When most people think about antimicrobial resistance (AMR), they picture bacteria, the superbugs that have dominated headlines, policy discussions, and research funding for decades. But quietly, and largely out of public view, a parallel AMR crisis is unfolding in the fungal world. Drug-resistant fungi are spreading, killing millions, and receiving a fraction of the scientific and policy attention the threat demands.
Paul Verweij, professor of clinical mycology at Radboud University Medical Center in the Netherlands and one of the world’s foremost experts on fungal disease, describes what is happening as a “silent surge.” It is an appropriate phrase, as approximately 3.8 million people die each year from fungal infections, a number that has nearly doubled in the past decade, yet antifungal resistance is often not front and center in the AMR conversations that shape global health policy and research investment.
Wide Range of Fungal Infection Severity
Fungal infections span an enormous range of severity. At one end of the spectrum are common, manageable conditions like athlete’s foot, dandruff, toenail infections, and vaginal yeast infections. These conditions affect millions of people annually and are typically treatable with standard antifungal medications. At the other end are life-threatening infections that strike the most vulnerable: people undergoing chemotherapy, organ transplant recipients, patients in intensive care, and anyone with a compromised immune system.
Candida auris, a yeast first identified at a Tokyo hospital in 2009, has since spread to health facilities worldwide, exemplifying the threat it poses. Resistant to multiple classes of antifungal drugs and difficult to eliminate from hospital environments, C. auris kills between 30% and 60% of the people it infects. In low- and middle-income countries, where diagnostic capacity is limited and infection control resources are stretched, patients may die without the cause even being diagnosed.
Why Fungi Are So Difficult to Treat
Part of the reason antifungal resistance has been underestimated is that fungi present uniquely difficult scientific challenges. Unlike bacteria and viruses, fungal cells are structurally similar to human cells. This similarity means that developing drugs capable of killing fungi without damaging the patient is inherently complex. Specifically, the therapeutic window is narrower, and the risk of toxicity is higher. Lessons learned from bacterial AMR do not always translate directly to fungal resistance, which often operates through distinct molecular mechanisms.
Only four major classes of antifungal drugs are currently available — azoles, polyenes, allylamines, and the newer echinocandins — compared with the much broader antibiotic armamentarium for bacteria. As resistance to azoles, the most widely used class, continues to grow, the treatment options for serious fungal infections are narrowing rapidly. According to recent WHO analyses, only three drugs targeting the fungi that pose the greatest threat to human health are in late-stage clinical development.
Agriculture’s Contribution to Antifungal Resistance
One of the most concerning dimensions of antifungal resistance is its agricultural origin. Azole fungicides, chemically related to the azole drugs used to treat human fungal infections, are used extensively to protect crops from fungal disease. Without them, agricultural yield losses could reach 30 to 40 percent. But as environmental fungi develop resistance to agricultural fungicides, they also develop resistance to closely related drugs used in human health. Aspergillus fumigatus, a common mold that can cause severe lung infections in immunocompromised patients, is increasingly resistant to azoles, a pattern linked directly to fungicide exposure in agricultural environments.

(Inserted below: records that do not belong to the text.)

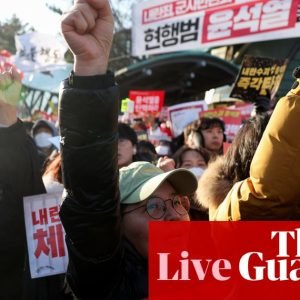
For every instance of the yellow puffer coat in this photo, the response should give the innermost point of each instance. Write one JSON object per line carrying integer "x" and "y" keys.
{"x": 272, "y": 192}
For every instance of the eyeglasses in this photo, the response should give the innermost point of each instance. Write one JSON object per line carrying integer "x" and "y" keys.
{"x": 156, "y": 207}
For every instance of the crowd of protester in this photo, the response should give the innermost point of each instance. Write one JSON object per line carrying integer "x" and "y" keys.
{"x": 115, "y": 180}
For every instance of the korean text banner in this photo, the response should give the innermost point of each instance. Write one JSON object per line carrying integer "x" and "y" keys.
{"x": 45, "y": 235}
{"x": 259, "y": 78}
{"x": 164, "y": 26}
{"x": 147, "y": 101}
{"x": 224, "y": 260}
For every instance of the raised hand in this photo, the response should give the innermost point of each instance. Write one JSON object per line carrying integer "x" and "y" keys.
{"x": 88, "y": 30}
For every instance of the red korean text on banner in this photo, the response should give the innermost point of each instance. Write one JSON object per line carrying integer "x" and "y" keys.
{"x": 224, "y": 260}
{"x": 45, "y": 235}
{"x": 231, "y": 118}
{"x": 249, "y": 18}
{"x": 147, "y": 101}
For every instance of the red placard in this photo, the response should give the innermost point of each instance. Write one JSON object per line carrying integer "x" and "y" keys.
{"x": 147, "y": 101}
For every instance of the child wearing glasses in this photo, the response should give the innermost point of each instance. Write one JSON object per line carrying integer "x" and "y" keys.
{"x": 105, "y": 215}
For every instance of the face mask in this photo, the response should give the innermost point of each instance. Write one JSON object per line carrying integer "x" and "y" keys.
{"x": 197, "y": 171}
{"x": 42, "y": 140}
{"x": 162, "y": 150}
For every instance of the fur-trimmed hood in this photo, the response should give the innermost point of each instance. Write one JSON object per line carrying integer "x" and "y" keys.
{"x": 212, "y": 186}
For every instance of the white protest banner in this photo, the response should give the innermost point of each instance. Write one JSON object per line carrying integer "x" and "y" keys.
{"x": 174, "y": 25}
{"x": 45, "y": 235}
{"x": 183, "y": 114}
{"x": 38, "y": 51}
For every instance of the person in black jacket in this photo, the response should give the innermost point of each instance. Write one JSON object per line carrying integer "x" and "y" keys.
{"x": 20, "y": 176}
{"x": 107, "y": 240}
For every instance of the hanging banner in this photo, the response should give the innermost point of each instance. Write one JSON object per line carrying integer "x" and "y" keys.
{"x": 164, "y": 26}
{"x": 39, "y": 51}
{"x": 183, "y": 114}
{"x": 259, "y": 77}
{"x": 47, "y": 251}
{"x": 127, "y": 105}
{"x": 147, "y": 101}
{"x": 231, "y": 118}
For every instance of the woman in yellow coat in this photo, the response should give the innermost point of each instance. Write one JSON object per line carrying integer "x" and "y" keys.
{"x": 272, "y": 191}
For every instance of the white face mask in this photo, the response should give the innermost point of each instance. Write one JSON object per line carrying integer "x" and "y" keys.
{"x": 42, "y": 140}
{"x": 197, "y": 171}
{"x": 162, "y": 150}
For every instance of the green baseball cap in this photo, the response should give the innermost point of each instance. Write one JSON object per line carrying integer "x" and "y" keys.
{"x": 141, "y": 179}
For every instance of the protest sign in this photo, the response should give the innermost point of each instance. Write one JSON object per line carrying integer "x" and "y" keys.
{"x": 259, "y": 78}
{"x": 161, "y": 26}
{"x": 45, "y": 235}
{"x": 231, "y": 118}
{"x": 127, "y": 105}
{"x": 183, "y": 114}
{"x": 147, "y": 101}
{"x": 39, "y": 51}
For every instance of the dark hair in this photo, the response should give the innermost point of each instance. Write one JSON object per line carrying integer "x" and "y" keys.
{"x": 193, "y": 126}
{"x": 126, "y": 132}
{"x": 239, "y": 156}
{"x": 180, "y": 152}
{"x": 207, "y": 123}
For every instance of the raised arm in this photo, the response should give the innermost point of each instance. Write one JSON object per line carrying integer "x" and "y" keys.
{"x": 88, "y": 123}
{"x": 88, "y": 30}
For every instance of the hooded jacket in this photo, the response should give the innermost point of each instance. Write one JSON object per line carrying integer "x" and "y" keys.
{"x": 102, "y": 265}
{"x": 272, "y": 191}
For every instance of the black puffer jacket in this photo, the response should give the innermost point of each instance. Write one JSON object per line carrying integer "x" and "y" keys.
{"x": 101, "y": 264}
{"x": 19, "y": 176}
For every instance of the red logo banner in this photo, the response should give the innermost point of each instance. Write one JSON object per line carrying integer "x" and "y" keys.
{"x": 224, "y": 260}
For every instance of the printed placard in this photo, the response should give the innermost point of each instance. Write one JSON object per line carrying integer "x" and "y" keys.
{"x": 259, "y": 77}
{"x": 161, "y": 26}
{"x": 45, "y": 235}
{"x": 147, "y": 101}
{"x": 231, "y": 118}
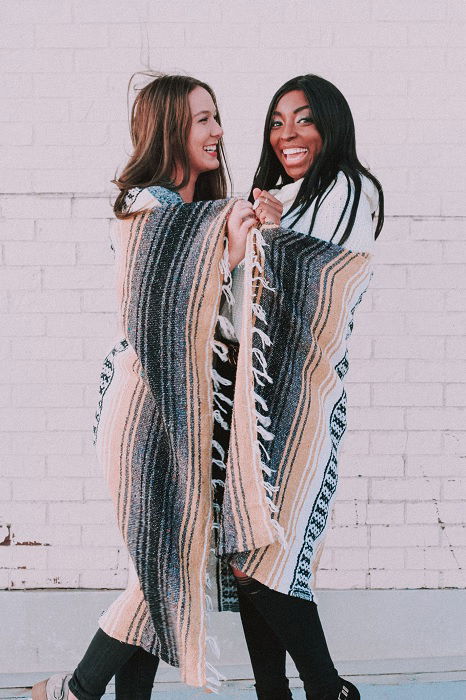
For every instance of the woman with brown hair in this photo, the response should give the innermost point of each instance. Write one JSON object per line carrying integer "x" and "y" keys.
{"x": 177, "y": 159}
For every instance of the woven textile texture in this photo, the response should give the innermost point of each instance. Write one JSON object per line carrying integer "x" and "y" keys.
{"x": 160, "y": 396}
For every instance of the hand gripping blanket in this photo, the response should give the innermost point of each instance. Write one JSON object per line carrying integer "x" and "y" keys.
{"x": 159, "y": 397}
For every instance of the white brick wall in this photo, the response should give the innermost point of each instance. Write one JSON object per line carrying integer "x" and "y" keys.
{"x": 65, "y": 66}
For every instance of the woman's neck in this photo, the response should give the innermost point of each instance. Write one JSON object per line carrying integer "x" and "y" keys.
{"x": 187, "y": 192}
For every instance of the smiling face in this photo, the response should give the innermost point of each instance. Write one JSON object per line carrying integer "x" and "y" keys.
{"x": 205, "y": 133}
{"x": 293, "y": 134}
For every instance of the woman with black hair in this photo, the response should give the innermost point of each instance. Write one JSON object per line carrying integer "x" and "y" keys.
{"x": 309, "y": 179}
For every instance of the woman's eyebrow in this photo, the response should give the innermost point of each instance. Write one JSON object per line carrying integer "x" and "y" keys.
{"x": 295, "y": 111}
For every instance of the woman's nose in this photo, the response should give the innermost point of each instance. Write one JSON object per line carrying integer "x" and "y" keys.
{"x": 288, "y": 131}
{"x": 217, "y": 131}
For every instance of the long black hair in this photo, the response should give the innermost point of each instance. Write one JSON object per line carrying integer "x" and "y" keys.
{"x": 334, "y": 122}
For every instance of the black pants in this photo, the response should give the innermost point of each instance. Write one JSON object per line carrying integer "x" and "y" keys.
{"x": 133, "y": 667}
{"x": 275, "y": 623}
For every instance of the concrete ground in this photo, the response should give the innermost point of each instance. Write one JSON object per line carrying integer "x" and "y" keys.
{"x": 381, "y": 688}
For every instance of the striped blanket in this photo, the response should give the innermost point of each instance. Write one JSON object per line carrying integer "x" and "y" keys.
{"x": 160, "y": 396}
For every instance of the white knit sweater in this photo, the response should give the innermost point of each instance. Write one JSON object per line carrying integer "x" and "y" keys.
{"x": 361, "y": 237}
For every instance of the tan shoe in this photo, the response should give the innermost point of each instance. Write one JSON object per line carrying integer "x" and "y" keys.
{"x": 54, "y": 688}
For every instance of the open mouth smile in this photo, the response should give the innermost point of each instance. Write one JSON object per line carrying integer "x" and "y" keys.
{"x": 294, "y": 155}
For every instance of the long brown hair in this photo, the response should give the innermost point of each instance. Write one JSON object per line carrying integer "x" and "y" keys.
{"x": 159, "y": 126}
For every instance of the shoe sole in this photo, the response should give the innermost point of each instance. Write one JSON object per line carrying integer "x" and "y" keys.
{"x": 39, "y": 691}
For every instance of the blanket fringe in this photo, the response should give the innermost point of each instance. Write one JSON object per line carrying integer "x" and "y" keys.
{"x": 260, "y": 373}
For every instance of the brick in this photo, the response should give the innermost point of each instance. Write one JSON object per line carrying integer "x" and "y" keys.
{"x": 16, "y": 134}
{"x": 69, "y": 535}
{"x": 64, "y": 558}
{"x": 421, "y": 513}
{"x": 95, "y": 277}
{"x": 73, "y": 372}
{"x": 425, "y": 371}
{"x": 436, "y": 324}
{"x": 71, "y": 134}
{"x": 103, "y": 579}
{"x": 415, "y": 252}
{"x": 455, "y": 301}
{"x": 47, "y": 489}
{"x": 20, "y": 580}
{"x": 380, "y": 324}
{"x": 454, "y": 536}
{"x": 39, "y": 61}
{"x": 373, "y": 418}
{"x": 454, "y": 489}
{"x": 350, "y": 513}
{"x": 95, "y": 253}
{"x": 374, "y": 370}
{"x": 77, "y": 180}
{"x": 371, "y": 465}
{"x": 388, "y": 442}
{"x": 21, "y": 325}
{"x": 455, "y": 395}
{"x": 95, "y": 513}
{"x": 70, "y": 35}
{"x": 91, "y": 208}
{"x": 396, "y": 347}
{"x": 443, "y": 464}
{"x": 334, "y": 579}
{"x": 12, "y": 36}
{"x": 410, "y": 300}
{"x": 389, "y": 277}
{"x": 96, "y": 60}
{"x": 351, "y": 560}
{"x": 69, "y": 419}
{"x": 358, "y": 394}
{"x": 72, "y": 465}
{"x": 21, "y": 230}
{"x": 40, "y": 443}
{"x": 446, "y": 418}
{"x": 405, "y": 489}
{"x": 408, "y": 394}
{"x": 393, "y": 10}
{"x": 14, "y": 419}
{"x": 17, "y": 512}
{"x": 75, "y": 230}
{"x": 404, "y": 535}
{"x": 79, "y": 325}
{"x": 26, "y": 467}
{"x": 386, "y": 558}
{"x": 103, "y": 536}
{"x": 384, "y": 513}
{"x": 438, "y": 276}
{"x": 352, "y": 488}
{"x": 43, "y": 302}
{"x": 420, "y": 442}
{"x": 356, "y": 443}
{"x": 347, "y": 536}
{"x": 204, "y": 11}
{"x": 35, "y": 207}
{"x": 44, "y": 348}
{"x": 452, "y": 512}
{"x": 43, "y": 111}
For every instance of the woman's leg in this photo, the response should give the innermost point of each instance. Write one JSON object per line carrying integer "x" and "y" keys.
{"x": 104, "y": 658}
{"x": 135, "y": 679}
{"x": 296, "y": 624}
{"x": 266, "y": 651}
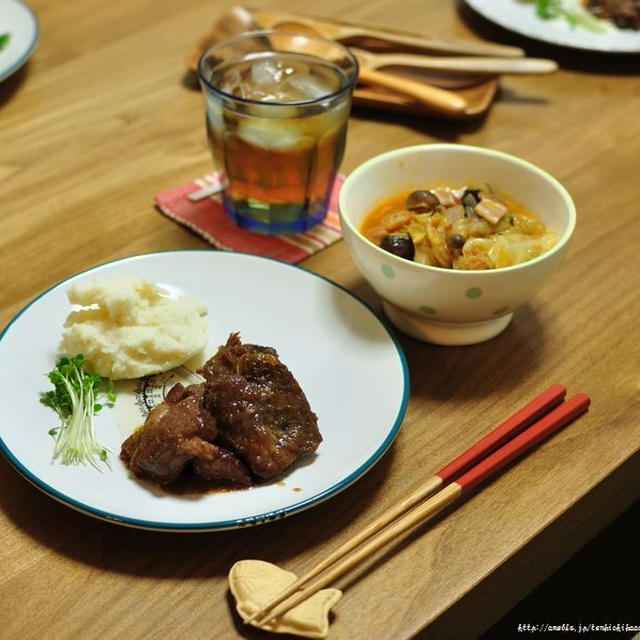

This dynamic creates a genuine One Health dilemma, as the same chemical compounds that protect global food security are undermining the antifungal medicines that protect vulnerable patients. Some regulatory action is underway. For instance, the US Environmental Protection Agency has proposed factoring antifungal resistance risks into its assessment of new fungicides, but progress remains slow relative to the scale of the problem.
The Case for Urgent Action
In April 2025, Verweij and 50 co-authors published a call to action in Nature Medicine, urging the explicit incorporation of drug-resistant fungal disease into the 2026 update to the Global Action Plan on Antimicrobial Resistance.
Addressing antifungal resistance will require investment in basic research, the development of new diagnostic tools capable of rapidly identifying resistant strains, expanded clinical trial networks, and cross-sector collaboration that brings agricultural regulators into conversation with public health systems. While none of these efforts are simple undertakings, the global health community can no longer sideline this threat.